Composerdude, good post. Like to hear more of your experiences and thoughts on the art (as in artificially creating) compelling soundstages. 

Like Aenaes said, no rules. Only objectives: if you want to sound like Hans Zimmer, EQ, compress, limit, inflate, and re-amp your strings through an AC30.  If you want to sound like Deutsche Gramaphone, maybe a little 1.1:1.

Think you have to know your audience. Listening to so many soundtracks, I'm a little startled these days putting on a pukka classical release and walking away, then having to run back to turn it down when they reach a double forte. Classical aficianados allow for that dynamic range, the rest do not these days. 

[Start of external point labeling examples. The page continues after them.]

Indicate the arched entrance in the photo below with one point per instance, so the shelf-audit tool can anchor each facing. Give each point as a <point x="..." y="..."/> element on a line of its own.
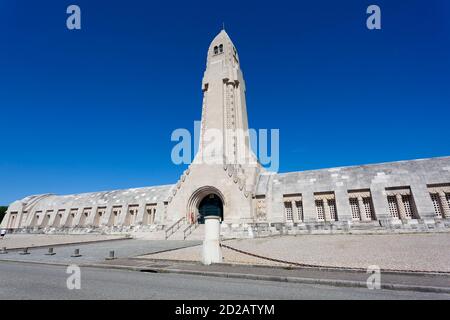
<point x="211" y="205"/>
<point x="205" y="201"/>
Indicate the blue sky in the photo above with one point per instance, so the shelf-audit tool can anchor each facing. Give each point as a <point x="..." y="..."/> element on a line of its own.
<point x="94" y="109"/>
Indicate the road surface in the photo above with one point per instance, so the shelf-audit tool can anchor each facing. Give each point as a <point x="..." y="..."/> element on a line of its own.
<point x="35" y="281"/>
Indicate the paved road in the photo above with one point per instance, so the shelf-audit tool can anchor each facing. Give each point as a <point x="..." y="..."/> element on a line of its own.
<point x="32" y="281"/>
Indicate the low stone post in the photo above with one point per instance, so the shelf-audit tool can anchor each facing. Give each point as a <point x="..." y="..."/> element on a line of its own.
<point x="212" y="252"/>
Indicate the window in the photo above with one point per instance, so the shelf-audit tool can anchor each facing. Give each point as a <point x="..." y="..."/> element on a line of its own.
<point x="393" y="209"/>
<point x="332" y="206"/>
<point x="447" y="196"/>
<point x="299" y="207"/>
<point x="406" y="199"/>
<point x="436" y="204"/>
<point x="355" y="209"/>
<point x="320" y="210"/>
<point x="288" y="211"/>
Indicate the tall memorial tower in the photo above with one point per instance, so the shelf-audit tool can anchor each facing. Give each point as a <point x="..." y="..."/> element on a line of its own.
<point x="222" y="177"/>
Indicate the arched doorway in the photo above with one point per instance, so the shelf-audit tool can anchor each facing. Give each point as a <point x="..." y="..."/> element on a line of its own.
<point x="211" y="205"/>
<point x="206" y="200"/>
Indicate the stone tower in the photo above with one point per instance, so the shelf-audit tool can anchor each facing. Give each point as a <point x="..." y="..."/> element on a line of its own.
<point x="224" y="166"/>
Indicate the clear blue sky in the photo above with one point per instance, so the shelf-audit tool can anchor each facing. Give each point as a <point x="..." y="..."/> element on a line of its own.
<point x="94" y="109"/>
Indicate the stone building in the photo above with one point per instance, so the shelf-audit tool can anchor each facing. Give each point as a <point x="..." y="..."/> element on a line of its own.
<point x="228" y="181"/>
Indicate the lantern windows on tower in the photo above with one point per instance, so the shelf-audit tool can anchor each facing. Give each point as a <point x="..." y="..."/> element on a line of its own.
<point x="218" y="49"/>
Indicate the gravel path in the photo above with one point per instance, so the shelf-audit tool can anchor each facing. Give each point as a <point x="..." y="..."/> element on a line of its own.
<point x="421" y="252"/>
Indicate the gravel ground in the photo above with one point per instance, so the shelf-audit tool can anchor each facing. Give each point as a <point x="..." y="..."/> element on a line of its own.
<point x="12" y="241"/>
<point x="421" y="252"/>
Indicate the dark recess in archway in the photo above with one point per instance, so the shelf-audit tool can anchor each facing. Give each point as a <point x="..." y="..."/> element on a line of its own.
<point x="211" y="205"/>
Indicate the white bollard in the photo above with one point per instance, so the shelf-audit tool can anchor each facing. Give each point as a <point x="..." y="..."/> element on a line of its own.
<point x="250" y="232"/>
<point x="212" y="252"/>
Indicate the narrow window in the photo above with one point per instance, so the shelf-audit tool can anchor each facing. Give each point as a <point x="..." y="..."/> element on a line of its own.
<point x="288" y="211"/>
<point x="355" y="208"/>
<point x="319" y="210"/>
<point x="299" y="207"/>
<point x="393" y="209"/>
<point x="332" y="206"/>
<point x="368" y="208"/>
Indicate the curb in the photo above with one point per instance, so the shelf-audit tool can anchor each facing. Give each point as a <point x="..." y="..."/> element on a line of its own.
<point x="66" y="244"/>
<point x="330" y="282"/>
<point x="336" y="283"/>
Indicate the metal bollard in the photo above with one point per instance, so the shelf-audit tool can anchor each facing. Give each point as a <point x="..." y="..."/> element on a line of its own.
<point x="111" y="255"/>
<point x="50" y="252"/>
<point x="76" y="253"/>
<point x="25" y="251"/>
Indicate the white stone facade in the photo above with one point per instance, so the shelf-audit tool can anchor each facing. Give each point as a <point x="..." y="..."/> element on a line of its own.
<point x="406" y="194"/>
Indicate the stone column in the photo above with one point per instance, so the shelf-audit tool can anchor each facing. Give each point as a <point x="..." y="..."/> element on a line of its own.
<point x="326" y="209"/>
<point x="362" y="209"/>
<point x="444" y="205"/>
<point x="309" y="207"/>
<point x="400" y="206"/>
<point x="212" y="252"/>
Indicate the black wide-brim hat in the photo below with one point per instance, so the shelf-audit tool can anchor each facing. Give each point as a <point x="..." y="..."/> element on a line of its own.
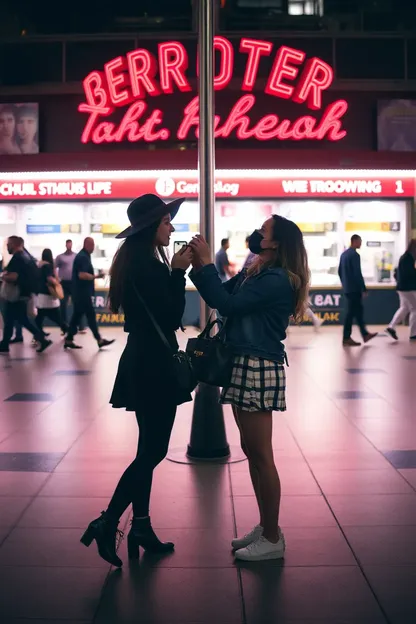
<point x="148" y="209"/>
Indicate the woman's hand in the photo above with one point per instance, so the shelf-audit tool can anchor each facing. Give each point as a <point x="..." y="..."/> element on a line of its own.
<point x="182" y="259"/>
<point x="201" y="251"/>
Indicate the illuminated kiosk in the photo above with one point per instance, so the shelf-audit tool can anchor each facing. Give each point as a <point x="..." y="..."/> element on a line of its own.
<point x="332" y="192"/>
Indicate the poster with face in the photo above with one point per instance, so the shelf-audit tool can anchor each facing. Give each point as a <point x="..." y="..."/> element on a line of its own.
<point x="19" y="128"/>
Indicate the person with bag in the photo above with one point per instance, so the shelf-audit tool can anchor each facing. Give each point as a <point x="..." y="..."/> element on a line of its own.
<point x="83" y="289"/>
<point x="17" y="290"/>
<point x="18" y="329"/>
<point x="151" y="293"/>
<point x="405" y="275"/>
<point x="50" y="293"/>
<point x="257" y="305"/>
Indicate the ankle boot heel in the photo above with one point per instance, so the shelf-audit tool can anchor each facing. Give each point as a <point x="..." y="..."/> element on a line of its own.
<point x="132" y="547"/>
<point x="88" y="537"/>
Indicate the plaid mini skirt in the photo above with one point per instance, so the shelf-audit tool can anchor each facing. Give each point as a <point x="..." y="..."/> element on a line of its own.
<point x="256" y="385"/>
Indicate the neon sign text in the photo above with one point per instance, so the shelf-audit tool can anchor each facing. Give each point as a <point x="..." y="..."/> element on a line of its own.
<point x="128" y="81"/>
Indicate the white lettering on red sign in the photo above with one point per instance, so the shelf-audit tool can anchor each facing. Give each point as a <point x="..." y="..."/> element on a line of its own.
<point x="167" y="187"/>
<point x="331" y="187"/>
<point x="55" y="189"/>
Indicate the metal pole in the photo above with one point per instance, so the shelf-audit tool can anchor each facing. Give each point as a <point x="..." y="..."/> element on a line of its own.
<point x="208" y="440"/>
<point x="206" y="145"/>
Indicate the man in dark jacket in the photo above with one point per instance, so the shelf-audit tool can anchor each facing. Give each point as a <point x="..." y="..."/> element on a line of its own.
<point x="354" y="288"/>
<point x="20" y="276"/>
<point x="406" y="288"/>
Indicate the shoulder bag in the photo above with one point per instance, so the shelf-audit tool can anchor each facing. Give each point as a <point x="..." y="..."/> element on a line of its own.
<point x="182" y="367"/>
<point x="9" y="292"/>
<point x="211" y="358"/>
<point x="56" y="291"/>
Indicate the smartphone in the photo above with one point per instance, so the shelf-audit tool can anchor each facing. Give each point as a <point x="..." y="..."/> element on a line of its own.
<point x="177" y="245"/>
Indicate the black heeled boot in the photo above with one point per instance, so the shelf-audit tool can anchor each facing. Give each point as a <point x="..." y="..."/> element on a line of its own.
<point x="142" y="534"/>
<point x="107" y="536"/>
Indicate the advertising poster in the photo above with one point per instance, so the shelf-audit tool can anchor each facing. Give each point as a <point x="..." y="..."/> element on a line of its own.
<point x="19" y="129"/>
<point x="396" y="125"/>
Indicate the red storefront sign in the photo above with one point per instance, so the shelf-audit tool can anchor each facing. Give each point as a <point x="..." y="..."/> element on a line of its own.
<point x="128" y="80"/>
<point x="242" y="184"/>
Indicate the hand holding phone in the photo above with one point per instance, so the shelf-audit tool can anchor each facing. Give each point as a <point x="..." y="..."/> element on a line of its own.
<point x="178" y="246"/>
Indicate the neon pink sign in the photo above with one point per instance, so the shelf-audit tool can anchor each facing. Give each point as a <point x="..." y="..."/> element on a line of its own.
<point x="132" y="81"/>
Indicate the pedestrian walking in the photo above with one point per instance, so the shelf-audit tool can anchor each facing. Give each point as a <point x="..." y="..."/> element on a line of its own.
<point x="18" y="288"/>
<point x="354" y="287"/>
<point x="83" y="278"/>
<point x="406" y="289"/>
<point x="64" y="263"/>
<point x="48" y="302"/>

To be honest, a more limited dynamic range is kind of a convenience at times, because to accomodate the loud bits at a volume that doesn't disturb others you've got to have a pretty low noise floor to hear the pianissimo passages! I've found myself "riding the fader" when listening to a classical release with the a/c on and somebody in the next room to consider...


----------



## rayinstirling (Jan 16, 2008)

re-peat @ Wed Jan 16 said:


> Every recording on earth is compressed to some extent. The simple act of recording is already a form of compression. Every microphone is a compressor. Furthermore, there are to my knowledge no 'popular' media commercialy available that can faithfully reproduce the full dynamics of a real, live orchestra (provided those dynamics can be recorded, to begin with). Hence the need for more compression.
> _


I'm not following this, I must be missing something here.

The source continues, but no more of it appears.